Emacs lisp is just so immensely sticky... once you cross the initial "what's up with this crappy lisp?" threshold, and have a finger caught in its web, you suddenly just want to put your hands all in. And then find more hands to add to the pot.

I expect it to stay around a good, decent while :)

It's such a nice UI paradigm married to a decent lisp (any lisp is better than no lisp :)). Once you get the actual hang of it you can't ever leave it. Just like real coffee vs. instant abominations.

Any recommendations for a good starter guide? I've done some lisp here and there, a bit of Clojure, and some other FP-style things (e.g. Elixir). I'm not scared by parens :). I'm just not sure where to start with elisp and getting into a good groove with it.

Edit: also a long-term Emacs convert, just haven't written any of the elisp myself.

I myself have discovered everything I know along the way, and have read no guides, so unfortunately don't know any of them. Tho C-h t is the unavoidable initiation to emacs the editor.

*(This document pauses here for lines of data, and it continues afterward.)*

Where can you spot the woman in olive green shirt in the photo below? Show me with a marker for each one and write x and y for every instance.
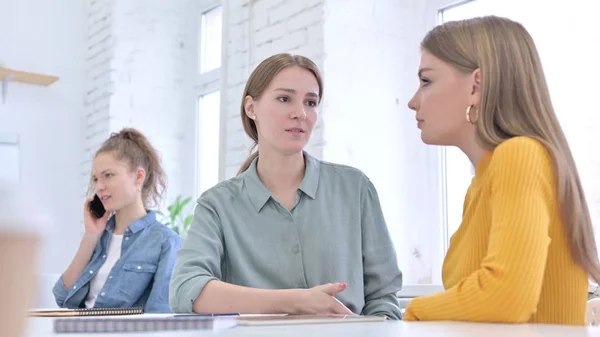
(289, 234)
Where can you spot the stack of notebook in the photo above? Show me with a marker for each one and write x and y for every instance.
(145, 323)
(131, 320)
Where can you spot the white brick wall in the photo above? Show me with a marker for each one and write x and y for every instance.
(140, 60)
(99, 87)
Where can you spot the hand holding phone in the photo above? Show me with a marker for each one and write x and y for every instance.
(94, 216)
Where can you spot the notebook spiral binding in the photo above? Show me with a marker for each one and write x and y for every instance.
(109, 311)
(112, 325)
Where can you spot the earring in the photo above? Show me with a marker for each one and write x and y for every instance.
(468, 114)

Using tools lik Org mode, Rmail, Elfeed etc. gives you many opportunities to write some useful elisp, which is a pedagogical experience.

Emacs is like the mildly beautiful geeky girl which you fall in love with: whenever she spots you inclined to some new cute girl, instead of going mad with you, reveals such a wonderful piece of her interior world that you just forget the other one :)

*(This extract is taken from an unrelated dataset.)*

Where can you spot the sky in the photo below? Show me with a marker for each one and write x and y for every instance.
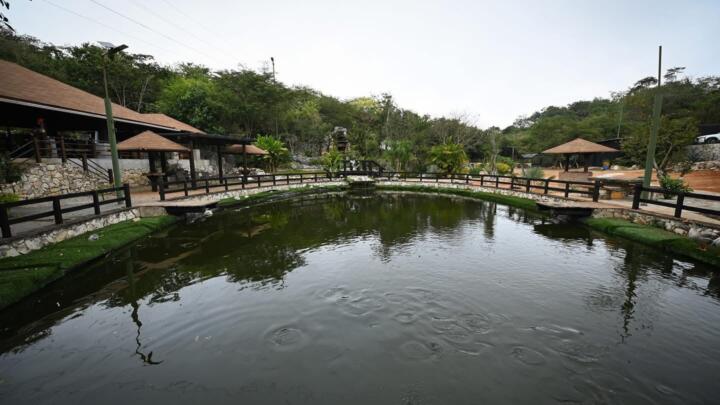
(487, 61)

I would suggest starting off by reading the first few chapters of the official elisp manual https://www.gnu.org/software/emacs/manual/elisp.html and experimenting as you go along.

BLISS. The system programming language for PDP and VAX computers from Digital Equipment Corporation. Think "high-level assembly language". Powerful, elegant, simple, totally unforgiving. The world's most powerful chainsaw, without a chain guard.

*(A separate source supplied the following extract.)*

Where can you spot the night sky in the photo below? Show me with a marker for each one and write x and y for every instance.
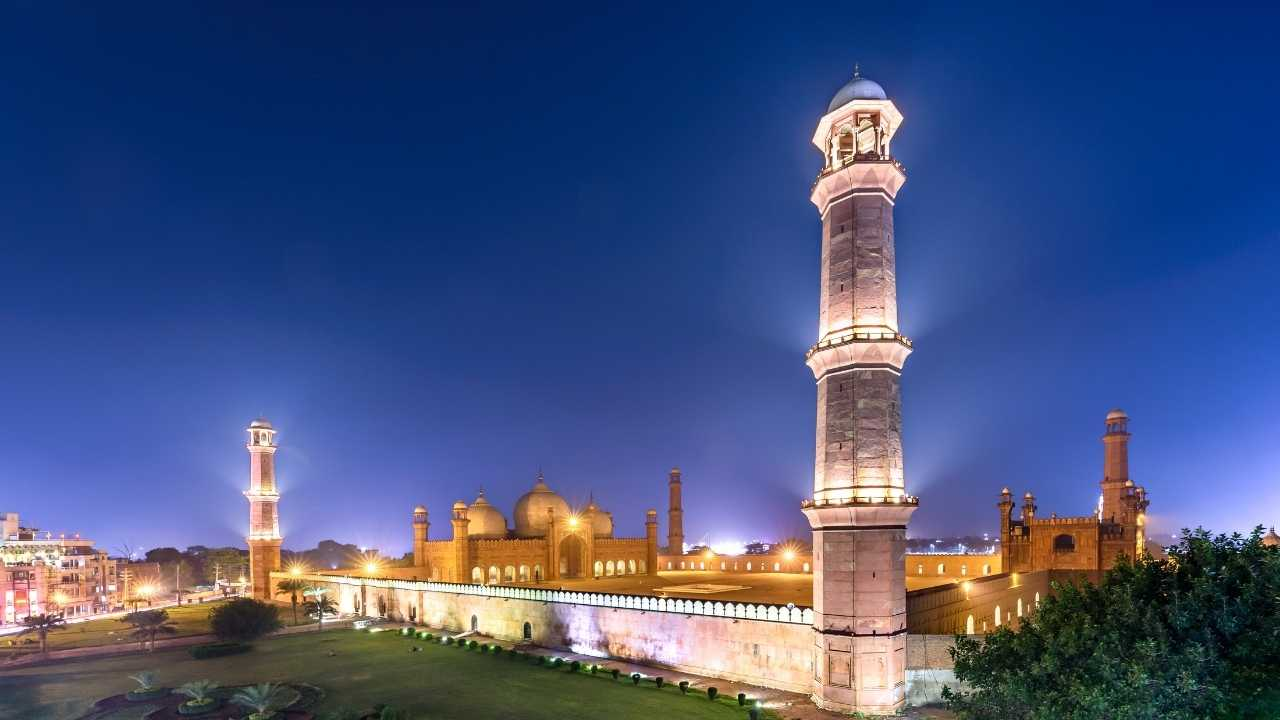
(442, 249)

What are you using it for?

With that description, I hope street cred

C++98 with a few C++11 features for work (our compiler is not really C++11 compliant at all, but it does have move semantics).

Ada for fun, though I'd say Ada 2012 is a bit like C++11 in terms of “basically a new language”. People do seem to have a perception of Ada as ‘old’, though I'm not sure why (it is, by my account, more ‘modern’ than, say, Go – actually, it's not unlike Go with a nice generics system).

I did Ada 95 back in college. Was really nice for embedded programming -- the built-in concurrency primitives are astounding, and it feels like a much safer systems programming language than C/C++

Good for you -- I am not a fan of most of the latest C++ features; it feels again like a crazy research project. Although I _am_ excited about uniform initialization (finally), despite that fact that there are slight syntax and parsing confusion issues that arise from backward compatibility (as always, in C++).

I really want to write something in 6502 assembly this year. I've read tutorials and played with it, but I've never used it to build a non-trivial program. I've also been wanting to build a NES emulator in common lisp, and this would be the perfect opportunity to pair the two projects.

Have you seen the game called Human Resource Machine?

This is not actually a joke comment -- it teaches assembly language programming. Not 6502 specifically, but the fake architecture looks a lot like 6502. You work up through a set of more and more challenging assignments until you have to write a sort. I really enjoyed it and would consider it a great introduction to basically any assembly language.

I had never heard of Human Resource Machine but that reminded me of TIS-1000 which I highly recommend.

Thanks for the recommendation; I just purchased it. As another commenter said, TIS-100 is also a great game about an assembly language for a fictional computer that I'd highly recommend. I had a lot of fun playing with MIPS assembly in college, and I'd really like to do it again.